# String Data Type in Python

In Python, a string is a sequence of characters. Strings in Python are immutable, which means once a string is created, it cannot be changed. However, you can create a new string based on the original string with modifications. Strings can be defined using either single quotes (' ') or double quotes (" "), and they can contain letters, numbers, special characters, spaces, and even escape sequences (like \n for a new line).

## String Operations

Concatenation: Joining two or more strings together.
Indexing: Accessing a specific character in a string using its position.
Slicing: Extracting a portion of a string.

In [2]:
# String concatenation
string1 = "Hello"
string2 = "World"
concatenated_string = string1 + " " + string2
print("Concatenated String:", concatenated_string)

# String indexing
index = 4
character_at_index = string1[index]
print(f"Character at index {index} in '{string1}':", character_at_index)
print(' - Note: the first character in string has index 0.')

# String slicing
start_index = 1
end_index = 4
sliced_string = string1[start_index:end_index]
print(f"Sliced string from index {start_index} to {end_index} in '{string1}':", sliced_string)
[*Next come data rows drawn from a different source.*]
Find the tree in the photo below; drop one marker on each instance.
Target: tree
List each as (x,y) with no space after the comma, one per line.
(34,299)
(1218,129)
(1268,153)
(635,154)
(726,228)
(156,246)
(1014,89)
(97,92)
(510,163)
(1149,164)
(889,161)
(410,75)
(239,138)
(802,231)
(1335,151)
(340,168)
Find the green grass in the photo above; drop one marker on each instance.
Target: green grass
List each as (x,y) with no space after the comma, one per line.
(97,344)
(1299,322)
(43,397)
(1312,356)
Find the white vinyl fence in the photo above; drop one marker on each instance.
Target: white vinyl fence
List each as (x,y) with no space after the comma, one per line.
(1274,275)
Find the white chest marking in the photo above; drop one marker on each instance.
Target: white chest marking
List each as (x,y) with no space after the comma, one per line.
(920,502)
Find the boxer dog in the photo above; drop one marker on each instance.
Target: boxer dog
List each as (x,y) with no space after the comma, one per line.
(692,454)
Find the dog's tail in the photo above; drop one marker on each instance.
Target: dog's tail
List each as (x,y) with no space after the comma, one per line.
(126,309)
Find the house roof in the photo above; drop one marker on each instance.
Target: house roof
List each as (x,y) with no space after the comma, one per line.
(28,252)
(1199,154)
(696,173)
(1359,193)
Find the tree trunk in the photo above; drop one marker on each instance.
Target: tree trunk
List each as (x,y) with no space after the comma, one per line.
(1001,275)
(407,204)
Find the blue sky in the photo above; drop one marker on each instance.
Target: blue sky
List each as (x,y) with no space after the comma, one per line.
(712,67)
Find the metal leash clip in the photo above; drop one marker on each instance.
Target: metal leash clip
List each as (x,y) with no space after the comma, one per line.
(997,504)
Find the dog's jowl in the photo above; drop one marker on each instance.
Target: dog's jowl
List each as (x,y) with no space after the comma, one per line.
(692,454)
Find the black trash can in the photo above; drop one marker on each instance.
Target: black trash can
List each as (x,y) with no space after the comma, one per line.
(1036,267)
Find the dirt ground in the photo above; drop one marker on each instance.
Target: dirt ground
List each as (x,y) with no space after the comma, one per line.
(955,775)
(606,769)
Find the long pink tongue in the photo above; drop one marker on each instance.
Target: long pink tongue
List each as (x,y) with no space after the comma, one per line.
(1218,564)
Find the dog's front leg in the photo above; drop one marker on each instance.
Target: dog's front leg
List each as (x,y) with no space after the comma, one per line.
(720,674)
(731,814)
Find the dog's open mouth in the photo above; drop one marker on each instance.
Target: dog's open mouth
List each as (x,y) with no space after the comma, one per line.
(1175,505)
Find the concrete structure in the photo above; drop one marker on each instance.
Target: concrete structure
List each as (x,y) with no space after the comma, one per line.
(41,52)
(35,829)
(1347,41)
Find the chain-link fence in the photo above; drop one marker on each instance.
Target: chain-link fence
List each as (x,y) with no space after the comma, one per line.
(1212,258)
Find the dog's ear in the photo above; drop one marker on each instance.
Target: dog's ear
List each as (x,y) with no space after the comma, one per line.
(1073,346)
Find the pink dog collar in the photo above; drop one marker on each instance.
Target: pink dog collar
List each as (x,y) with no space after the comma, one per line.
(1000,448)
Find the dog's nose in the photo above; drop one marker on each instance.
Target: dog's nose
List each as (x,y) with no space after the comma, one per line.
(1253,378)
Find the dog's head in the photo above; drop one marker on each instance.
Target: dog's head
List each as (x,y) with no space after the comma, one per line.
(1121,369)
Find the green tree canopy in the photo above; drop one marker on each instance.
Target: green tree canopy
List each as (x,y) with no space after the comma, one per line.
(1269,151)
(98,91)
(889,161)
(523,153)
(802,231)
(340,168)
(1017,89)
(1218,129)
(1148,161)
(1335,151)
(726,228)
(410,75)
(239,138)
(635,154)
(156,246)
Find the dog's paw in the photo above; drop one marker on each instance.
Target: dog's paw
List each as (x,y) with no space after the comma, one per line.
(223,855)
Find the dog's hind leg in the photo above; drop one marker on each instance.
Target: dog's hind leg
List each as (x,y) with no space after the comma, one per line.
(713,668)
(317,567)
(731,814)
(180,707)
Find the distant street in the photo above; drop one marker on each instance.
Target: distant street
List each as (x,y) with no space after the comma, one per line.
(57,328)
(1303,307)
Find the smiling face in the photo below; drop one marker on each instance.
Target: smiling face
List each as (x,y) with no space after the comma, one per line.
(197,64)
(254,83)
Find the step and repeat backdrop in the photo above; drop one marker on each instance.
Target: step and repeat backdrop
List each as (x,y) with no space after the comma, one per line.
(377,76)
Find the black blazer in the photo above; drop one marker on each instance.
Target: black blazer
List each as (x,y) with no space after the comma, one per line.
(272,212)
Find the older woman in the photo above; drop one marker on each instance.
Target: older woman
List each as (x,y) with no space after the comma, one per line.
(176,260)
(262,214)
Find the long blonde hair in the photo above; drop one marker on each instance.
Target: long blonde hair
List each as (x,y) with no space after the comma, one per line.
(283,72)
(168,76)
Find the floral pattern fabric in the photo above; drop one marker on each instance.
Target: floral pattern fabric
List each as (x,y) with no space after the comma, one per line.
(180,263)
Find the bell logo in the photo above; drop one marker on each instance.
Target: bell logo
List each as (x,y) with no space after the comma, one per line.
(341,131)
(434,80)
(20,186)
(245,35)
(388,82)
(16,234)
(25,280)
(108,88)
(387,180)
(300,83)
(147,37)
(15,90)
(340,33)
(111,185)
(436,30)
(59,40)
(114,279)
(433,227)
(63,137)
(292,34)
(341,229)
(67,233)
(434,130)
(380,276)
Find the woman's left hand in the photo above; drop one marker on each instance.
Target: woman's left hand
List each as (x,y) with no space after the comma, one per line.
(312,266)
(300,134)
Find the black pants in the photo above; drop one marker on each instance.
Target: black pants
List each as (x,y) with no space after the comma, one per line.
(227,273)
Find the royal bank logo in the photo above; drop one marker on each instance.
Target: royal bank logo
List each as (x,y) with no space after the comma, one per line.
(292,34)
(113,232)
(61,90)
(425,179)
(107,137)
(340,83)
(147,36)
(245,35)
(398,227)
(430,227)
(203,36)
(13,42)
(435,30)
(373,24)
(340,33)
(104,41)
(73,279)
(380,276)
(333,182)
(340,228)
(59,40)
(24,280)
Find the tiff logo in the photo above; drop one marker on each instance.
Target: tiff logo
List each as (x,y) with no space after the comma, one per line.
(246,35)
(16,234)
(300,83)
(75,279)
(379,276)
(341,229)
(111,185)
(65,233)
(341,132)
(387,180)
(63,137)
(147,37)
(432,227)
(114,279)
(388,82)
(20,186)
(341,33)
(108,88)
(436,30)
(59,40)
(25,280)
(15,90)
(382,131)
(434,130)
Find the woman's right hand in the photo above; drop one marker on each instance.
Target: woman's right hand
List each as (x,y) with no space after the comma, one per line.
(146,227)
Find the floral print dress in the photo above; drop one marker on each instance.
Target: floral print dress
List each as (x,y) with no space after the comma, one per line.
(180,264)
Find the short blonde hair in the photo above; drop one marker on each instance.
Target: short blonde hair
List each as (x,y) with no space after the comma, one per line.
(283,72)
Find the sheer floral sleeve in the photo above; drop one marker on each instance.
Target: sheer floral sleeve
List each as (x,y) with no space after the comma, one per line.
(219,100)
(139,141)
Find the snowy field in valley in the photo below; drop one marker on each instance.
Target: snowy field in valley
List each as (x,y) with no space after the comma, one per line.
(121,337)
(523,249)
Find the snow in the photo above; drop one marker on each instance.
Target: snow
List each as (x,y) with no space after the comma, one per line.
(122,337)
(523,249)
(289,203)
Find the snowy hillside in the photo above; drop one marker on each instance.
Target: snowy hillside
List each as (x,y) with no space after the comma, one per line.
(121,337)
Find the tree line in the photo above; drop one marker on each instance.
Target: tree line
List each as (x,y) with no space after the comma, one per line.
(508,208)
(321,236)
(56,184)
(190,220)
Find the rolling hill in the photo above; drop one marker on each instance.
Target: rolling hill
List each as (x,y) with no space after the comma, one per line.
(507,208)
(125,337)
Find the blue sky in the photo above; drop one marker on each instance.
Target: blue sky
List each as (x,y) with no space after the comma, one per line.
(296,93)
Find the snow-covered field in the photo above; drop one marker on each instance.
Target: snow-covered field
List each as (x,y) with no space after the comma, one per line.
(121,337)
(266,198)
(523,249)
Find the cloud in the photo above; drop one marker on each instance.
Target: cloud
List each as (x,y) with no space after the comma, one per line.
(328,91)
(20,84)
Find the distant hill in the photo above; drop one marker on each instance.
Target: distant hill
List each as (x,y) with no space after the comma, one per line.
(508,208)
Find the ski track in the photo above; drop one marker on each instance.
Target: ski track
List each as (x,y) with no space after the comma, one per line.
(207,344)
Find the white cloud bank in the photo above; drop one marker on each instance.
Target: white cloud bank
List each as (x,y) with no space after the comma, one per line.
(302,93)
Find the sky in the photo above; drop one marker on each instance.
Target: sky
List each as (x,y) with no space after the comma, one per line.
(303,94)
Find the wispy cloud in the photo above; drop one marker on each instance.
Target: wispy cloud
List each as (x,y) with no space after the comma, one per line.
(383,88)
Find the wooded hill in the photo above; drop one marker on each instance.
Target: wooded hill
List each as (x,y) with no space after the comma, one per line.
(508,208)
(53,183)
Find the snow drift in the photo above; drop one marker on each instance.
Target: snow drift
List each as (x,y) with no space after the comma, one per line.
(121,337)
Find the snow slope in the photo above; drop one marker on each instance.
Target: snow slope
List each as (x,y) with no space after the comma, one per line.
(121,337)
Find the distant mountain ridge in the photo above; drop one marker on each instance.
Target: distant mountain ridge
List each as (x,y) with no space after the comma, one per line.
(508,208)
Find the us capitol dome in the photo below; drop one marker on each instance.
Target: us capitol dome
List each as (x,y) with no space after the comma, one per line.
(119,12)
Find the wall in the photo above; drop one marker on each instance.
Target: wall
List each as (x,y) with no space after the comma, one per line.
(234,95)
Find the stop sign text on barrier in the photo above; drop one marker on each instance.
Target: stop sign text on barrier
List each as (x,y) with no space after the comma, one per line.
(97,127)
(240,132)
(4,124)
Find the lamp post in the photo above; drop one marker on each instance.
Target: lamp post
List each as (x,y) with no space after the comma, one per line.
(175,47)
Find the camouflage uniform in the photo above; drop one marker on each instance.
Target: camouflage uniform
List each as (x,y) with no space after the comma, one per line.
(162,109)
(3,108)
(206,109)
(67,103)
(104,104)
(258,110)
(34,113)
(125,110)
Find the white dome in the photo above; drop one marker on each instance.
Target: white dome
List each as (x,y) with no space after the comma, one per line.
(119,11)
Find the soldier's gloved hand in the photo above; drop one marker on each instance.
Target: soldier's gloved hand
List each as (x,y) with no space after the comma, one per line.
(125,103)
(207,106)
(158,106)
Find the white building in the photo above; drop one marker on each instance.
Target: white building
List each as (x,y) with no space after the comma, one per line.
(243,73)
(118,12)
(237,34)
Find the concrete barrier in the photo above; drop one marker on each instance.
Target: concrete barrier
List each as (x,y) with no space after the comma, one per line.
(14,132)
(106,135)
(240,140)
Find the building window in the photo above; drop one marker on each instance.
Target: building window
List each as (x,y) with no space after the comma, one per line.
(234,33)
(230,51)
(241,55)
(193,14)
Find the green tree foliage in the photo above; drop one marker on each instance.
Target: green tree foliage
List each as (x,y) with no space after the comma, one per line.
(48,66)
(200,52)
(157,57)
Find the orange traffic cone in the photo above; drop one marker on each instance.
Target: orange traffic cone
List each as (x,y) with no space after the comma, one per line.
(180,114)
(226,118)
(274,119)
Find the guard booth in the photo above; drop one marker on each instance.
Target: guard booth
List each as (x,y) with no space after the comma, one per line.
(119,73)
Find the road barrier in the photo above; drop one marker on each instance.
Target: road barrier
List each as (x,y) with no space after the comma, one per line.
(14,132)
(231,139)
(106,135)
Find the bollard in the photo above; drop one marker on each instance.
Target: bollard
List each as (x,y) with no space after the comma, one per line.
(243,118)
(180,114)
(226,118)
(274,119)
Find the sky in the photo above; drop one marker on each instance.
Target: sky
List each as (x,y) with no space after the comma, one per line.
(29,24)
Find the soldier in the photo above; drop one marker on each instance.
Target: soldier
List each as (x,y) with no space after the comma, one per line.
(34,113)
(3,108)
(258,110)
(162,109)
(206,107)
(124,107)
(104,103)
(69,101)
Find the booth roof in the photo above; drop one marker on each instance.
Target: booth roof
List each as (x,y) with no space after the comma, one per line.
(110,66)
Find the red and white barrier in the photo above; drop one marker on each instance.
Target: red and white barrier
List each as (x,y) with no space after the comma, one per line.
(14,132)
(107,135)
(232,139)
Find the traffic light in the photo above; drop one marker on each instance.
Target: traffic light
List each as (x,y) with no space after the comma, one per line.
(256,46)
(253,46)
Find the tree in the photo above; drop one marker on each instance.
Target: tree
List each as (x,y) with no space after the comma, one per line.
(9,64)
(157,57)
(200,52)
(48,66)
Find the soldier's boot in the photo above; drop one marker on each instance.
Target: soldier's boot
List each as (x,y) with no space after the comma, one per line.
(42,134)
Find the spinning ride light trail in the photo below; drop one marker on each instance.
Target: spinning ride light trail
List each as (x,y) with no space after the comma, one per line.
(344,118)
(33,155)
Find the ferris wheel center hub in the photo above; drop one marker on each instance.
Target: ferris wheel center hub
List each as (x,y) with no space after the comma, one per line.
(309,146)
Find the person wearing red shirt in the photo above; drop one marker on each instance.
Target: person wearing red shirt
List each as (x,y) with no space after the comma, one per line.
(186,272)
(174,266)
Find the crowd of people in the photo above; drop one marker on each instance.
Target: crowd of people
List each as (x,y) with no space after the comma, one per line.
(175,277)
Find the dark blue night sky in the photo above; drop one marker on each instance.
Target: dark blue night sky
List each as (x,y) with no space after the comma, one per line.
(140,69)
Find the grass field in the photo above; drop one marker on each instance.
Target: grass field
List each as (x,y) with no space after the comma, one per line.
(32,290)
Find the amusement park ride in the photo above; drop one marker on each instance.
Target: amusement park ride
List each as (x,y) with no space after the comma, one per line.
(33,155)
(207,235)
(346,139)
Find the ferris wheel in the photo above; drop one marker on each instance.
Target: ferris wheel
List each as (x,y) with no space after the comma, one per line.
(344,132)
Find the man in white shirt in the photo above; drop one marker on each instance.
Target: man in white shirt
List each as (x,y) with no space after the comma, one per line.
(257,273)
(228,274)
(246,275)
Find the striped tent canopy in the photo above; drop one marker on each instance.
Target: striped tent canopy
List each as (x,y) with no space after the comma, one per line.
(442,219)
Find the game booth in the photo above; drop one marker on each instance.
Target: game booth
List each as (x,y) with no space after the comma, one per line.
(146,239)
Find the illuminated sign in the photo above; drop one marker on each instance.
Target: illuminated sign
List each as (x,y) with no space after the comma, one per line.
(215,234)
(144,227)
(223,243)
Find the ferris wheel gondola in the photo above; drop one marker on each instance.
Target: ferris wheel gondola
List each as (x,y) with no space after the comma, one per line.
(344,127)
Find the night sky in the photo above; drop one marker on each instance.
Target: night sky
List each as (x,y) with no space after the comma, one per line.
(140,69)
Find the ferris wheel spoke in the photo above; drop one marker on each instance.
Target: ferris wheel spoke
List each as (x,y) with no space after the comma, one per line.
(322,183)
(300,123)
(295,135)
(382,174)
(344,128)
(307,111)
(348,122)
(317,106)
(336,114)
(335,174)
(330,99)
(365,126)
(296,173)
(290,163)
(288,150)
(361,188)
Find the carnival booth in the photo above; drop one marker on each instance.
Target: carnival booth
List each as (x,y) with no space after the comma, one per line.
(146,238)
Concatenated String: Hello World
Character at index 4 in 'Hello': o
 - Note: the first character in string has index 0.
Sliced string from index 1 to 4 in 'Hello': ell


In [3]:
# Repeat with implicit printing

# Defining the strings
string1 = "Hello"
string2 = "World"

# String concatenation
concatenated_string = string1 + " " + string2

# String indexing
index = 4
character_at_index = string1[index]

# String slicing
start_index = 1
end_index = 4
sliced_string = string1[start_index:end_index]

(concatenated_string, character_at_index, sliced_string)


('Hello World', 'o', 'ell')

## String Character Encoding

Character encoding is a system that pairs a sequence of characters from a given set with something else (e.g. ordinal numbers) to enable the transmission and storage of data. In computing, we deal with different character encodings due to historical and practical reasons.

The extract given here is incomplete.